The specious plea in defense of the employment of certain drugs that, "if they do no good, they can at least do no harm," is palpably false. Whatever involves an expenditure of organic forces, whether a drug or a Hygienic agent, must of necessity be positively injurious if it fails to do good. There can be no neutral ground that can be occupied by either drugs or Hygienic materials and conditions. In using them or in resisting and expelling them, the forces of life are expended and if there is nothing inherent in them that provides rumuneration, they are to be condemned and rejected as enemies of life and health. It is upon the basis of this principle that food becomes an enemy under those conditions of the organism in which it cannot be used, that exercise becomes harmful when rest is the great need, etc., etc. If Hygienic materials are harmful when they are not usable or needed, should not drugs, which are never usable, also prove harmful "if they do no good?"

It has long been known (it was much stressed by Trall) that there is no way to tell in advance of its administration what effects will follow a drug in any individual. As a simple example: a dose of castor oil may be given as a cathartic and it may be expelled by vomiting instead. Nor is it possible, by any scientific method, to predict with accuracy what side effects will develop in any particular individual. Effects may differ in the same individual at different times and under different conditions. The sex of the patient is a factor in determining this. A report comes from the Johns Hopkins Hospital in Baltimore that studies made during a two-year period established the fact that women are more susceptible to adverse reactions to drugs than men.

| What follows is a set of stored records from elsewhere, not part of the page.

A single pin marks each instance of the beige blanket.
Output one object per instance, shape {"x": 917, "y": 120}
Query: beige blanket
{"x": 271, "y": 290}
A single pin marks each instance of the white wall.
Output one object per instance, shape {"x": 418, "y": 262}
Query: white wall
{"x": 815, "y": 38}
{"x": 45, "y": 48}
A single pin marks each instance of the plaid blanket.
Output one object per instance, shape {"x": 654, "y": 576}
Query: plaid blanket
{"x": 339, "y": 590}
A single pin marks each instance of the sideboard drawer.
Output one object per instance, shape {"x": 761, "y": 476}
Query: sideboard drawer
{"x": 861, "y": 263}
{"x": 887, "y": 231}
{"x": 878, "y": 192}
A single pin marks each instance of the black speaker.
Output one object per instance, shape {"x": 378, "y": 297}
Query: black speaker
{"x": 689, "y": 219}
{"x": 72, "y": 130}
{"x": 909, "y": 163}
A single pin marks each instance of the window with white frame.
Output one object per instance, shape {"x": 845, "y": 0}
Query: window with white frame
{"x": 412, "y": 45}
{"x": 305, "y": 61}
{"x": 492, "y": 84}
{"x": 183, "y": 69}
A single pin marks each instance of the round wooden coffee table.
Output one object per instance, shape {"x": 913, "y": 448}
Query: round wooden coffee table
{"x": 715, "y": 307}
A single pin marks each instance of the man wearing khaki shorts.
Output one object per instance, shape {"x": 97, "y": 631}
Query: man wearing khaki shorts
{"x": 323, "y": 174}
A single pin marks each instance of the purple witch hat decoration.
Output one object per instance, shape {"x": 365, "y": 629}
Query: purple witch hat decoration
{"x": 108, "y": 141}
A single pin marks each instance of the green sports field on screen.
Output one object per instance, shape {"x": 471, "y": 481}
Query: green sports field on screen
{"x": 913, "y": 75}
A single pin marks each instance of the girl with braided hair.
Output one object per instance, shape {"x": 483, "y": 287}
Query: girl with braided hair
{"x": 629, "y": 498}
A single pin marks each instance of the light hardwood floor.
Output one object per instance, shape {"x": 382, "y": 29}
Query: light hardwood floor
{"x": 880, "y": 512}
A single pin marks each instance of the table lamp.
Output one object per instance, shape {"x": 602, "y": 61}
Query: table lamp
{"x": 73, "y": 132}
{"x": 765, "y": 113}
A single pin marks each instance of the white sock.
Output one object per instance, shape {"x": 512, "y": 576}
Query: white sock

Studies have also shown that drug reactions may be complicated by some foods, such as cheese and, also, by previous medication. The whole matter is so complicated that, even if drugs had any value, the physician would be forever working in the dark.

Giving drugs to the sick is a great charlantanry, the sheerest empiricism, the veriest folly, and should be classed as the most outrageous knavery and the most audacious crime listed on crime's calendar. If the men who prescribe drugs were as intelligent as they are deluded, they would long since have ceased poisoning their patients. As for the recipients, no suicide that was ever buried could compare with drug taking, did the people but know how surely they are killing themselves.